Well, I don't know if it qualifies as a major gloat.  From Amazon it was $533.xx for body and 18-55mm lens.  The D80 is around $900 for just a body and the D200 is around $1,400 for a body.  From everything I have read and heard, this will do everything I need it to do and then some.  If I was still doing photography professionally my choice would probably be different.

Rudy,
What are you going to be fishing for there?  Brown Trout?


----------



## TBone (Jul 31, 2007)

Very nice choice.  I have narrowed my choice down to the D40.  Have to take care of my son's tuition for fall semester right now though.


----------



## TellicoTurning (Aug 2, 2007)

Gerry,
You made a good choice and will love the Nikon... my step-son is a full time truck driver, but a semi-pro photographer.  He uses a Nikon D80 that he up graded from the D60.  He takes some pretty wonderful pictures.


----------



## Rudy Vey (Aug 3, 2007)

> _Originally posted by gerryr_
> <br />Well, I don't know if it qualifies as a major gloat.  From Amazon it was $533.xx for body and 18-55mm lens.  The D80 is around $900 for just a body and the D200 is around $1,400 for a body.  From everything I have read and heard, this will do everything I need it to do and then some.  If I was still doing photography professionally my choice would probably be different.
> 
> Rudy,
> What are you going to be fishing for there?  Brown Trout?

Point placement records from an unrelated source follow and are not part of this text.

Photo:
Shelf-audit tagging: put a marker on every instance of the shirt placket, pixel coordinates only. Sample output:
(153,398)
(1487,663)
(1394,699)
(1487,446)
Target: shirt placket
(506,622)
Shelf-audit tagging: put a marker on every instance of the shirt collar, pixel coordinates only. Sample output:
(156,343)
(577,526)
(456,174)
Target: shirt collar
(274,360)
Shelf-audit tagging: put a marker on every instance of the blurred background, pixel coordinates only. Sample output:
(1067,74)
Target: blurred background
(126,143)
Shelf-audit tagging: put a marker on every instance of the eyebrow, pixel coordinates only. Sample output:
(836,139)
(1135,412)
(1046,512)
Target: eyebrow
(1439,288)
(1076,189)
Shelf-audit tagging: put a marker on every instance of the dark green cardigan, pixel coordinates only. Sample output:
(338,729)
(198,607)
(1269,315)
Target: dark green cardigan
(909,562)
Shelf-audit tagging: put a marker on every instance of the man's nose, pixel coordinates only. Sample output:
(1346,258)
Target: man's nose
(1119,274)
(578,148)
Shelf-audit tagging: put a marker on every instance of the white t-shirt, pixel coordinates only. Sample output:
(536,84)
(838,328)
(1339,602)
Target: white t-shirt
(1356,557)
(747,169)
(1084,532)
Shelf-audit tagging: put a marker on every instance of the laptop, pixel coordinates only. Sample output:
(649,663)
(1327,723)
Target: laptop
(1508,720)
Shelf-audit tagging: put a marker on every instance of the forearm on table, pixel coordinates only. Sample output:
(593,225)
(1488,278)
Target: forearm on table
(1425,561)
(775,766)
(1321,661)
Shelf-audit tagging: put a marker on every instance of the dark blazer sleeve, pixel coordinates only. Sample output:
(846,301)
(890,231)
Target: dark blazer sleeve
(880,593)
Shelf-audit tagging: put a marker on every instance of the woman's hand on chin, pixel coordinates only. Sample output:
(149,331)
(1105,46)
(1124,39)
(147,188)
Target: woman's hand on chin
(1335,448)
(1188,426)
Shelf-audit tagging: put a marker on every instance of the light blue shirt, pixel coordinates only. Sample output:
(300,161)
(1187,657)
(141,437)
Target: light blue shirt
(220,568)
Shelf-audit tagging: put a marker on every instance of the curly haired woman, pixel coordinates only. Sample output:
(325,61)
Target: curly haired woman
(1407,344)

Yes, for sea-running brown trout (in Europe we call them Sea trout, same species, salmo trutta). Was at the NJ fly show earlier this year and talked to some guys they had been there, and they showing pixs and telling about the fishing, so I have to go. Its a trip of a life-time - at least for me. Just thought I do it now when I am a bit fitter than when I retire. Just a tough job to get things organized...(not easy to coordinate the fishing, lodge, flights etc).


----------



## Rifleman1776 (Aug 4, 2007)

Gerry, nice set up. Glad you aren't put off by the manual features. I started as a pro photographer in 1953 with a Speed Graphic, grew through the TLR and then 35mm SLR ages. I reluctantly gave up the film about two years ago but I still miss being able to TELL THE CAMERA WHAT TO DO. I prefer manual settings. You, know, of course, after a few pictures, posting an example or two is mandatory. []


----------